Tuesday 8 April 2014

Wet afternoon in Charlton

Drive through and it seems an oddly incongruous village nestling on the edge of the Thames and the Southern-most Easter-most edge of London. Charlton is famous (locally at any rate!) for many things... we'll start at Charlton House.

Built during the reign of James I, Charlton House is generally considered to be on of the finest and best preserved Jacobean mansions in London. Now owned by Royal Greenwich Borough Council it houses (amongst other things) Charlton House Library, the Mulberry Tea Rooms and various rooms available for community use (including weddings!).

Charlton House and the free standing arch (no path, no road)

The flowerbed, set out for spring (Valentines maybe?)

The famous Mulberry tree and orangery

Mulberry tree is budding!

Branches of the tree

Tree trunk of the Mulberry tree

Spring is here - Narcissus
Bluebells (not a patch on Bluebell Woods)
White Bluebells, the faeries have been by...

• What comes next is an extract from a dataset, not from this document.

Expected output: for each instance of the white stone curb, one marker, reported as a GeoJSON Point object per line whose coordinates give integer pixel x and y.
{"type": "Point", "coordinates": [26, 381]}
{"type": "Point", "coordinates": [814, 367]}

A slightly confused daisy!
Charlton House dates back to the 17th Century, and has the traditional "E" shaped layout with a chapel and a gallery (as every fine home of the time would have).

The arch in front of the house and the orangery (converted to a public convenience but now closed) are enthusiastically attributed to Inigo Jones.

Equally enthusiastic is the claim of the mulberry tree (behind a protective wrought iron fence) to be the first of its kind in England. The story goes that it was planted at the behest of King James I to breed silk worms. Unfortunately this is a black mulberry tree and the silk worms prefer the white mulberry tree (which does less well in European climates).